« Bonjour,
Dans cette société, la maladie quelle qu’elle soit, est malheureusement un moyen comme un autre de catégoriser, étiqueter, marginaliser.
Avec Audrey, sa force de caractère et ses profondes ressources spirituelles qui lui permettent de mener un combat admirable contre la sclérose en plaques (SEP), j'ai appris, compris, une lecture inverse du regard sur la maladie.
Pour une personne c'est le regard de son âme qui peut donner son sens à une maladie et ainsi sortir ce mot d'un carcan péjoratif. Audrey a cette approche-là de la SEP, l'apanage de ceux qui ont connu ou sont en train de connaître une épreuve. Cela consiste à prendre en considération le bon comme le mauvais devant chaque situation. Il ne s'agit pas de prendre l'un pour chasser l'autre, mais de comprendre pourquoi ces deux notions se présentent à nous et quelle essence nous pouvons tirer de tout cela.

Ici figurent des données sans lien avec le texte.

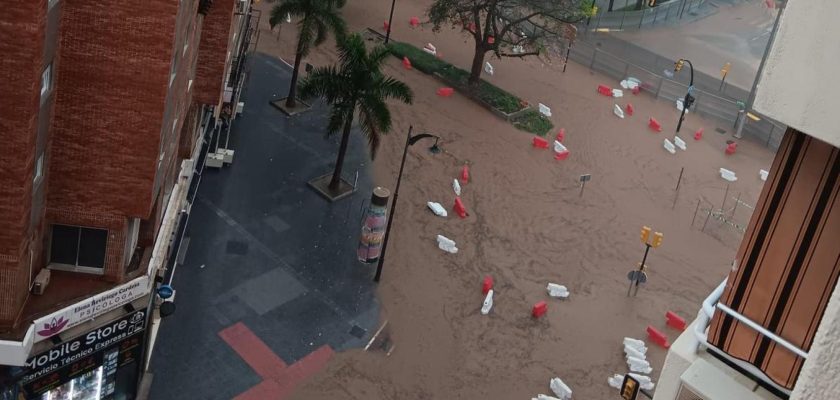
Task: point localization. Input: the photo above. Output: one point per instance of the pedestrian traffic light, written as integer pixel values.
(657, 239)
(645, 234)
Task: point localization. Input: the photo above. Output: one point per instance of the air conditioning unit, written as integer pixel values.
(41, 282)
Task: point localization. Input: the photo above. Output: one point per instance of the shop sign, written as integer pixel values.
(83, 346)
(90, 308)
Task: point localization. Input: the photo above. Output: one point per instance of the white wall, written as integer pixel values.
(820, 376)
(800, 84)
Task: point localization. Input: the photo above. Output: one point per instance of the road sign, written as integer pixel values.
(629, 388)
(639, 276)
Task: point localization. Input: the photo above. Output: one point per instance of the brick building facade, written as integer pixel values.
(106, 102)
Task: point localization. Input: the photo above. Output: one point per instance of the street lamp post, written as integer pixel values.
(390, 21)
(409, 141)
(689, 99)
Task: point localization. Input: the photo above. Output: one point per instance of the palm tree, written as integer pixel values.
(318, 18)
(356, 86)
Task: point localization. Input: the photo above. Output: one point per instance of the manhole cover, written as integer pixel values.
(235, 247)
(357, 331)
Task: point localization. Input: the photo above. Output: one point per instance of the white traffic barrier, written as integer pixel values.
(544, 110)
(615, 381)
(669, 146)
(679, 105)
(728, 175)
(446, 244)
(679, 143)
(636, 344)
(645, 381)
(555, 290)
(560, 389)
(488, 303)
(437, 209)
(631, 352)
(618, 111)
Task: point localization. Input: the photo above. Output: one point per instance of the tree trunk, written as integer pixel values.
(478, 64)
(335, 183)
(290, 99)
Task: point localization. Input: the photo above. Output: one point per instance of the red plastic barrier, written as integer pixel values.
(731, 147)
(487, 284)
(445, 92)
(675, 321)
(654, 124)
(539, 309)
(658, 337)
(540, 143)
(561, 136)
(605, 90)
(459, 208)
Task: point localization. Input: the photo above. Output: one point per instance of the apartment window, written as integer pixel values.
(39, 170)
(78, 248)
(46, 81)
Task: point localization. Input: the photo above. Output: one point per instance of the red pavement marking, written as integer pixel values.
(278, 379)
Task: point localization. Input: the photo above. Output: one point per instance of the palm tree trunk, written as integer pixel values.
(478, 64)
(335, 183)
(290, 99)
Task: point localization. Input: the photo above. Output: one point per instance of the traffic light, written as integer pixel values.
(689, 100)
(657, 239)
(645, 234)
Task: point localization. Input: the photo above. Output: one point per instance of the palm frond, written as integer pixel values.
(390, 88)
(370, 127)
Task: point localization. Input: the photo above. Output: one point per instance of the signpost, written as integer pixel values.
(723, 72)
(583, 179)
(639, 276)
(629, 388)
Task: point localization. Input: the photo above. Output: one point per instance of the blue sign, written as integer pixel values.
(165, 291)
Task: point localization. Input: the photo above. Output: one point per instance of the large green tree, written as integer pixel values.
(508, 28)
(317, 19)
(356, 86)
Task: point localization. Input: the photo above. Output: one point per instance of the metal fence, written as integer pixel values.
(709, 103)
(664, 13)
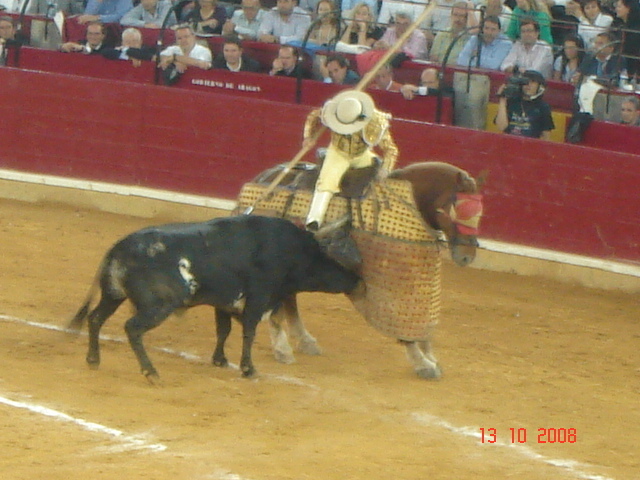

En quoi le bon nous renforce-t-il et sur quoi le mauvais cherche à nous éclairer de nos fausses routes, nos défauts, notre routine et les enseignements qui vont avec ? Oui le pragmatisme est un don fabuleux et c'est ce que j'ai appris avec Audrey par le biais de la SEP. Je suis témoin du fait que, oui, une maladie peut aussi apporter et enrichir.
Un vent fort peut permettre à un arbre de se débarrasser des branches mortes, un nettoyage nécessaire. Et je me suis rendu compte à quel point cette maladie pouvait avoir la même fonction sur notre couple. Remplacez les branches mortes par des êtres néfastes qui n'entendent rien à cette situation et aux bouleversements inhérents à une longue maladie. Nous avons effectivement connu cette situation, la SEP tel un vent violent a fait virevolter dans les airs leur égoïsme, leurs esprits obtus, comme ces branches dénuées de vie, tandis que notre amour, lui, comme un arbre solide résistant à ces vents et regardant ces branches superflues s'en aller, prenait racine encore plus profondément. Ce vent chasse aussi les pensées parasites qui polluent notre quotidien. Il est là à chaque fois pour nous rappeler qu'il faut regarder devant, vivre, profiter, jouir des plaisirs simples de la vie. L'anecdote qui va suivre vient justement étayer mes propos.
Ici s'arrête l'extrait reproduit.